I prefer faster kangs because of high DP bits that I have to use to solve high puzzles, to get smaller overhead. But even so, the number of kangs is crazy because there are many GPUs and every GPU has a lot of kangs anyway.
How can you explain case #3 (the awful case with runtime 172 sqrt)? When the Tame and Wild are separated by a distance of b/2, and the average jump size is much too small, it will take a lot of jumps for them to ever meet. In the random case, it's a little better than that, but still too far from the optimal case (e.g. a correct larger average jump size).
Main question here is how many times do you solve the point to calculate average result value? In my tests I solve at least 1000 times.

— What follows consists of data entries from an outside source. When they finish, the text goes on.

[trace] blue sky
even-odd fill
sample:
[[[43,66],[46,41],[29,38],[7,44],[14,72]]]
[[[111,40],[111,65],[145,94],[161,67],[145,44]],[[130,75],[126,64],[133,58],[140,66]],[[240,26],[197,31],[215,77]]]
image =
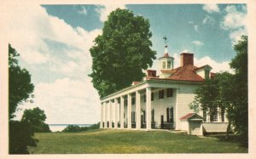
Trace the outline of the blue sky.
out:
[[[9,42],[20,54],[20,62],[32,74],[33,104],[48,123],[95,123],[100,120],[100,100],[87,76],[91,71],[89,49],[102,33],[103,21],[117,8],[128,9],[149,20],[152,49],[169,54],[179,66],[179,54],[195,54],[197,66],[230,71],[233,44],[247,34],[245,4],[106,4],[15,6],[10,10]],[[14,25],[15,24],[15,25]],[[24,40],[26,39],[26,40]],[[155,60],[154,69],[158,69]],[[20,117],[22,111],[17,113]]]

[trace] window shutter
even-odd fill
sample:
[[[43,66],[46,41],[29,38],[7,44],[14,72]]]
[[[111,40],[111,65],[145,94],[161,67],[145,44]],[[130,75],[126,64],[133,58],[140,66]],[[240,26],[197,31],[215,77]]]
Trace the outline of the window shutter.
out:
[[[170,120],[169,108],[166,108],[166,117],[167,117],[167,122],[169,122],[169,120]]]

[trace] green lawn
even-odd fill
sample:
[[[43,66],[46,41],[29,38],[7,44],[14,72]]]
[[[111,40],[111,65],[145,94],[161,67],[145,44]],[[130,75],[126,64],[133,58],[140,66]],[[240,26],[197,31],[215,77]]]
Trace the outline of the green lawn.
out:
[[[166,131],[96,129],[81,133],[38,133],[32,154],[247,153],[236,139],[200,138]],[[220,138],[219,138],[220,137]],[[236,136],[231,136],[236,139]]]

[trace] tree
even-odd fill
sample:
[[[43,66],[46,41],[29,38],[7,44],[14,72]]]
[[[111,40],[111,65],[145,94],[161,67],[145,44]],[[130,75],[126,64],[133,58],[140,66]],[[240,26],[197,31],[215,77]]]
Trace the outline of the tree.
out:
[[[117,9],[104,22],[102,35],[95,39],[92,57],[94,88],[101,97],[124,88],[145,76],[143,69],[152,66],[149,21],[128,9]]]
[[[235,108],[232,105],[233,94],[233,75],[229,72],[217,73],[214,78],[206,79],[206,81],[195,90],[194,101],[189,105],[190,109],[195,112],[200,110],[207,112],[209,116],[214,113],[225,112],[229,119],[226,130],[226,138],[229,137],[231,116],[234,116]]]
[[[9,44],[9,150],[10,154],[27,154],[27,146],[36,146],[38,140],[27,122],[13,118],[18,105],[32,96],[34,86],[29,72],[19,66],[17,56],[19,54]]]
[[[9,151],[10,154],[28,154],[27,146],[37,146],[38,139],[27,122],[9,121]]]
[[[44,111],[38,107],[25,110],[21,122],[27,122],[34,133],[49,133],[50,132],[49,125],[44,123],[46,116]]]
[[[248,60],[247,36],[242,36],[241,41],[234,46],[236,56],[232,59],[230,67],[235,70],[233,87],[233,102],[236,116],[232,117],[232,124],[236,132],[245,138],[248,135]]]
[[[31,75],[26,69],[19,66],[15,57],[20,54],[9,44],[9,117],[14,118],[18,105],[32,97],[34,85]]]
[[[195,91],[195,100],[189,105],[191,109],[211,111],[216,108],[225,110],[229,126],[234,131],[244,136],[247,140],[248,133],[248,88],[247,88],[247,37],[242,36],[241,41],[234,46],[236,55],[230,65],[235,74],[218,73],[216,77],[206,80]]]

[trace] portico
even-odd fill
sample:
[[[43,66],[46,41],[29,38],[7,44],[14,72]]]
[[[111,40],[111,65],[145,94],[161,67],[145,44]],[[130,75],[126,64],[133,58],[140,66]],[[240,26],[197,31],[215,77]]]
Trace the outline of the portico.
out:
[[[210,121],[206,112],[200,112],[198,116],[203,116],[201,125],[189,121],[189,125],[188,121],[181,120],[194,113],[189,105],[194,100],[196,88],[214,74],[207,65],[195,66],[193,54],[182,53],[180,56],[181,65],[173,69],[174,59],[169,56],[166,46],[164,56],[159,59],[159,76],[156,71],[148,70],[143,81],[134,82],[131,86],[102,98],[101,128],[189,130],[201,135],[198,128],[204,127],[207,131],[224,132],[227,120],[224,111],[213,113]],[[189,126],[194,129],[189,129]]]

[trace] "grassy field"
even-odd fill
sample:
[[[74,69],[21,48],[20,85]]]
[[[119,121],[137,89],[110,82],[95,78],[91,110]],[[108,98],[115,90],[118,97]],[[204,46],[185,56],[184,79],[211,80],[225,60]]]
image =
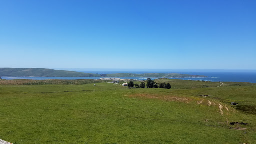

Well, I ran the cases 360 times each to have a decent stable average, but if you want I can repeat them with 1000-2000 runs (except the awful case which runs 85x slower).
It's always a good idea to optimize things towards fastest path, so if jumping less kangaroos rather than more kangaroos (by relative numbers of course) is faster, than that's the way to go. I never understodd why JLP and the clones leaned towards squeezing more kangaroos into GPU memory; it slows down everything, instead of speeding things up. Lower throughput, lower speed/kang, and a really high DP overhead.